9 June to 1 September 2023
Waze is a community driven navigation app that helps millions of users get to where they’re going through real-time road alerts and an up-to-the-moment map. Typically, high user retention rates indicate satisfied users who repeatedly use the Waze app over time. This project develops a churn prediction model to help prevent churn, improve user retention, and grow Waze’s business. The questions answered in this project were Who are the users most likely to churn? Why do users churn? and, When do users churn?
This project was part of my Google Advanced Data Analytics Certificate.
FINDINGS
It was established that the data is insufficient for reliably predicting user churn and that further granular data is needed on app usage and geography. Given the data, it could be determined that users who are professional drivers and who use the app more in a month are the biggest predictors of whether a user will churn or be retained.
PROJECT OVERVIEW
This was a three-stage project, in which I was involved after the first stage. Jupyter Notebooks of code I wrote are found in this repository for stages 2 through 5.
- Data was imported and explored for useful user churn information
- A project proposal was accepted by Waze for an in-depth EDA (stage 2), statistical testing (stage 3), and predictive modelling (stages 4 & 5)
- Churn rate is highest for users who didn’t drive using the app much in the last month
- Device types had similar churn rates
- Key conclusion: Statistical tests need to be run on variable classes (e.g., device used) to determine significant relationships with churn
- Calculations show that iPhone users have a higher average use of the app compared to Android users
- However, this difference is not statistically significant
- Key conclusion: More marketing-relevant data is needed for statistically examining churn by device use and other variables.

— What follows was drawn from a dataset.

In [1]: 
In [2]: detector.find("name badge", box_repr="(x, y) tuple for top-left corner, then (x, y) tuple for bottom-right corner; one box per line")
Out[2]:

- Ran a binomial logistic regression with slightly better than benchmark precision but very low recall
- Contrary to what was expected from EDA findings, the amount of driving was the second-least-important variable for predicting churn
- Features of interest were extracted, and a random forest model and a GBM model on predicting user churn were developed and performances compared
- The GBM outperformed the random forest model, and it had similar levels of precision and accuracy to the logistic regression, with a much better (though still unsatisfactory) recall score
- The models confirmed the insufficiency of the data and the need for driver-level data collection (e.g., drive times and geographic information) and user interaction with the app (e.g., input a road hazard).